We had a really successful recent scientific advisory board full of great insights. And also, as we look towards 2024 and our end of service, so that's based on our latest data, but the comparisons do get a little more tricky throughout the rest of the year. But we still are encouraged by our end of service performance and partnering with our physicians to identify patients in accordance to that all important continuity of care. So those are the sort of main aspects, really. Partnership with our physician base, ensuring that we can expedite care, continuation of our territory structure, and, and as I say, key partnership with our advisory board.
Operator (participant)
The next question is a follow-up from Anthony Petrone of Mizuho Group. Your line is now open. Please go ahead.
Anthony Petrone (Managing Director and Senior Equity Research Analyst)
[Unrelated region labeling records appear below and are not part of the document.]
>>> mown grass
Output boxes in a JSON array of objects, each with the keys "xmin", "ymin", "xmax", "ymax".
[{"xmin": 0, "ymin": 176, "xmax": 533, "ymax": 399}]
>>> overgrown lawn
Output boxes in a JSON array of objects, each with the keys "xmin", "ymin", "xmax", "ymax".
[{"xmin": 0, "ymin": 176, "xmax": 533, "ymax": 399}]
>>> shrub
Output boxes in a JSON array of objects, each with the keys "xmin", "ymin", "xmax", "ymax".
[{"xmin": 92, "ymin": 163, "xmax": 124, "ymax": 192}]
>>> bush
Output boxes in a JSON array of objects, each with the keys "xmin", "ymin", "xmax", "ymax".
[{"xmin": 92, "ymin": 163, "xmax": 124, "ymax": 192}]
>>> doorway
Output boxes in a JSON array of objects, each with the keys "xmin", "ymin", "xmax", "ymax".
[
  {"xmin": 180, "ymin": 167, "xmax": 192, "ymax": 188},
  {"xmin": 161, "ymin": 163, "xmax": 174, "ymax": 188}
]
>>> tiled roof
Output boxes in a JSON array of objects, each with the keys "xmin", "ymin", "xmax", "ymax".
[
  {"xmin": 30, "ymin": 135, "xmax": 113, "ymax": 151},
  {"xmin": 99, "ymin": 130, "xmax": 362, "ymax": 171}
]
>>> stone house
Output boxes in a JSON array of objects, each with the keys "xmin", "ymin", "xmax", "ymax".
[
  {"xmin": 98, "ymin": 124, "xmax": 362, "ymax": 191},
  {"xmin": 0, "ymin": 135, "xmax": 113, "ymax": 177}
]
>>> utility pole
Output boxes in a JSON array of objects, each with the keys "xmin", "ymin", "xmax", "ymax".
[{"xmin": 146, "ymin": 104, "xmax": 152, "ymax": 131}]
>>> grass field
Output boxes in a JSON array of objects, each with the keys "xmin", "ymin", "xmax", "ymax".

Thanks. Vlad, just a quick follow-up on RECOVER and the messaging there. Is the go or not-go forward, you know, decision, will that be on the headline readout in June-July timeframe, or will you wait for the final data set at the end of the year to make that decision? Thanks.
Vladimir Makatsaria (CEO and Member of the Board of Directors)
Anthony, thank you for this follow-up. Just, you know, the, if the clinical data is negative, then it's a clear no-go decision. If the clinical data has elements of positive, whether holistically or in certain clinical areas, then we will continue working with CMS to define a go or no-go decision. You know, and that is, for me, the best scenario where, you know, we can continue to work with them to evaluate that.
Anthony Petrone (Managing Director and Senior Equity Research Analyst)
Yeah.
Operator (participant)
As there are no additional questions waiting at this time, I'd like to hand the conference back over to Vladimir Makatsaria for closing remarks.
Vladimir Makatsaria (CEO and Member of the Board of Directors)
Thank you. Thank you, Candace, and thank you everyone for joining the call, for your feedback and very thoughtful questions. Look, on behalf of the entire leadership team at LivaNova, we really appreciate your support and your interest in the company. We'll talk to you soon. Have a good day.
Operator (participant)
Ladies and gentlemen, this concludes today's call. Thank you for joining. You may now disconnect your line.